第5話-① デート:西辻栄吾

 買い物デートから数日。毎日お嬢様の無茶振りに翻弄されながらも何とか一週間が経過した。そしてお待ちかねの週末デート当日がやってきた。


「服よし、髪型よし、時間よし……っと」


 集合指定時刻は午前九時なのだが、今日という日を楽しみにしていた俺は、その十五分前に駅前に到着していた。ちなみにデートプランは昨日までに考えてある。


「少し早すぎたかな……」

「ほんとですよ。早めに家を出て正解でした」

「ごめん…………うぉっ!」

「驚きすぎです」


 そりゃ急に後ろから声をかけられたら誰だって驚くだろう。振り返って文句を言おうとして、その言葉を飲み込んだ。

 何故かって? そんなの決まっている。集合場所に現れた俺の彼女が可愛すぎるからだ。

 至ってシンプルな白のワンピース。それが芽衣の魅力をより一層引き出していた。普段メイド服姿しか見ていないだけに、清楚な服装の芽衣が輝いて見えた。


「やっぱり……変でしたか?」

「……へ?」


 不安そうに尋ねてくる芽衣。それもそのはず、俺は芽衣の姿に見とれてしまい、何の感想も言っていなかったから。

 しゅんとする芽衣を見て慌てて感想を言う。


「いやいや、凄い可愛いよ!」

「でも……黙っちゃいましたし」

「それは可愛すぎて見とれてたというか…………あ」


 勢いでそう言ってしまってから、休日朝の駅前で大声でとんでもないことを叫んでしまったことに気がついた。周りから感じる視線に急激に顔が熱くなる。やらかした、芽衣の顔をまともに見ることができない。

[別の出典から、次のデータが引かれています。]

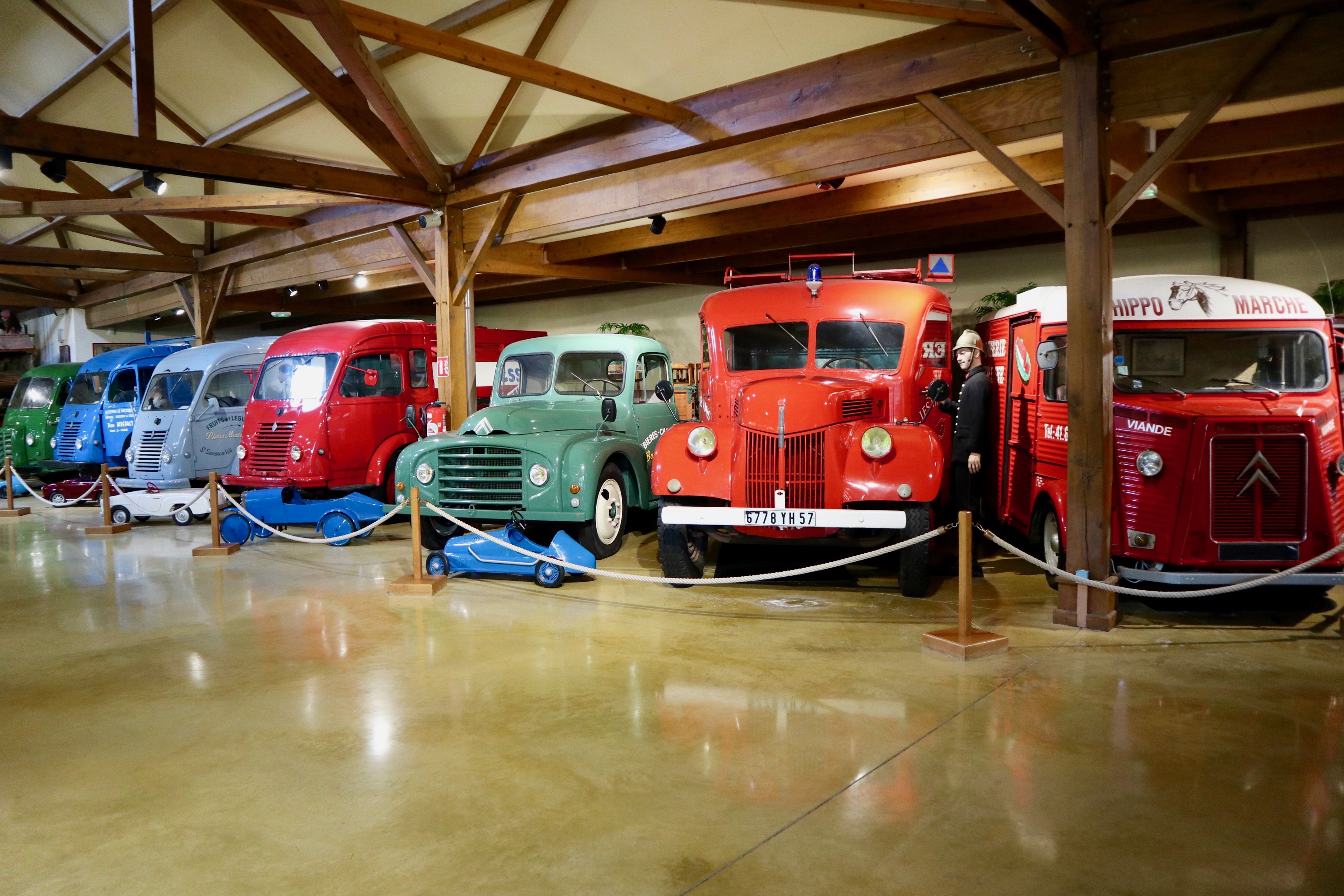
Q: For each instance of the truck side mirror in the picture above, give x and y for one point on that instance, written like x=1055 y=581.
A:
x=1047 y=356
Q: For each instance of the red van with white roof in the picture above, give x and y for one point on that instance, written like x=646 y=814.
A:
x=1229 y=457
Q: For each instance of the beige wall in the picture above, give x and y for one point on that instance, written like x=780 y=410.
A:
x=1283 y=253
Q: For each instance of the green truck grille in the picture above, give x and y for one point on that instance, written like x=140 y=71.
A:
x=481 y=477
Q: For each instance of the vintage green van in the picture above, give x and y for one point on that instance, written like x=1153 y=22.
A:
x=566 y=440
x=33 y=414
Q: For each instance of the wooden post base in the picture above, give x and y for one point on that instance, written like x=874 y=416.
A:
x=972 y=647
x=116 y=528
x=211 y=551
x=411 y=586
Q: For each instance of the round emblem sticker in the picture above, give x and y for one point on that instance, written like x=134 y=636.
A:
x=1023 y=358
x=511 y=378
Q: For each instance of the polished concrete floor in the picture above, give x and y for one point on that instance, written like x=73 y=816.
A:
x=275 y=723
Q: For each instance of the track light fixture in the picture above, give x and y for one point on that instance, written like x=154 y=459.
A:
x=54 y=170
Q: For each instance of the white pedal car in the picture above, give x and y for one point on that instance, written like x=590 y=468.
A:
x=147 y=504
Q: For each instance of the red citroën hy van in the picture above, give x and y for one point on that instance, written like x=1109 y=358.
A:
x=1227 y=429
x=330 y=407
x=817 y=420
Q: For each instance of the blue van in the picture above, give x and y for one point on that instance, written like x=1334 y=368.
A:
x=191 y=418
x=101 y=410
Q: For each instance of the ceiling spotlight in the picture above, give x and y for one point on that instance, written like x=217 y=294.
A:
x=155 y=183
x=54 y=170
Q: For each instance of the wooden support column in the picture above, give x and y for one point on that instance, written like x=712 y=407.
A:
x=1088 y=272
x=451 y=317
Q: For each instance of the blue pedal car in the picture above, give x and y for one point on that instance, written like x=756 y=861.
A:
x=285 y=507
x=474 y=554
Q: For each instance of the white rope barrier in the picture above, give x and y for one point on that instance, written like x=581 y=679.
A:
x=1142 y=593
x=658 y=579
x=296 y=538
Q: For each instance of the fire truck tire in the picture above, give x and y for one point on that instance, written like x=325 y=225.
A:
x=682 y=551
x=915 y=560
x=605 y=532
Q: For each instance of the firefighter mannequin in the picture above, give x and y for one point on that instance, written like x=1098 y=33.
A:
x=971 y=430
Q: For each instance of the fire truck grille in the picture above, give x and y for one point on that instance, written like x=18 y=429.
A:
x=1259 y=488
x=485 y=477
x=66 y=441
x=271 y=449
x=857 y=407
x=804 y=469
x=148 y=452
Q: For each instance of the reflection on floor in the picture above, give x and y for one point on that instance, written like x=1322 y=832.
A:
x=272 y=722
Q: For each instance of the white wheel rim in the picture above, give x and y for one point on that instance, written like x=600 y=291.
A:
x=609 y=512
x=1051 y=541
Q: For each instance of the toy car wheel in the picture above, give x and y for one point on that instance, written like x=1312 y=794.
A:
x=336 y=524
x=682 y=550
x=549 y=575
x=234 y=528
x=605 y=532
x=915 y=560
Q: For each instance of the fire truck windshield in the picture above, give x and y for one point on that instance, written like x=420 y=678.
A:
x=862 y=344
x=766 y=347
x=1252 y=362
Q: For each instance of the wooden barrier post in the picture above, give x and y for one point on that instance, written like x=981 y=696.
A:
x=419 y=583
x=10 y=509
x=966 y=641
x=108 y=526
x=217 y=547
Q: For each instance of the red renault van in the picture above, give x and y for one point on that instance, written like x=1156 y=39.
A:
x=330 y=407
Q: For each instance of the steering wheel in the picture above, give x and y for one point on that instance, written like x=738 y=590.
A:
x=858 y=363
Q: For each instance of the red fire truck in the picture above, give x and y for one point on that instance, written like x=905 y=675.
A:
x=1229 y=456
x=817 y=418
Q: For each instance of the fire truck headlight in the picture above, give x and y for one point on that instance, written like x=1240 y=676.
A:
x=702 y=441
x=877 y=443
x=1148 y=462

 と、袖が引っ張られる感覚が。横を見ると、真っ赤な顔の芽衣が俯きながらこんなことを言ってきた。


「その、嬉しいです。ありがとうございます」

「あ、あぁ」

「でも!ちょっと恥ずかしかったですけど!」

「……すみませんでした」


 うん、全面的に俺が悪いのはわかっている。素直に謝るのが吉だろう。

 俺が謝ったのを確認した芽衣は、漸く笑みを浮かべてくれた。そしてなんと、爪先立ちになり俺の耳元に口を寄せ、こんなことを囁いてきた。


「栄吾君も、かっこいいですよ♪」

「あ、ありがとう……」


 芽衣、不意打ちはずるいぞ。


「それじゃあ、行きましょうか」

「おう」


 こうして俺と芽衣のデートが始まった訳なんだが……まさかあんなことになるなんて、この時の俺たちは知る由もなかった。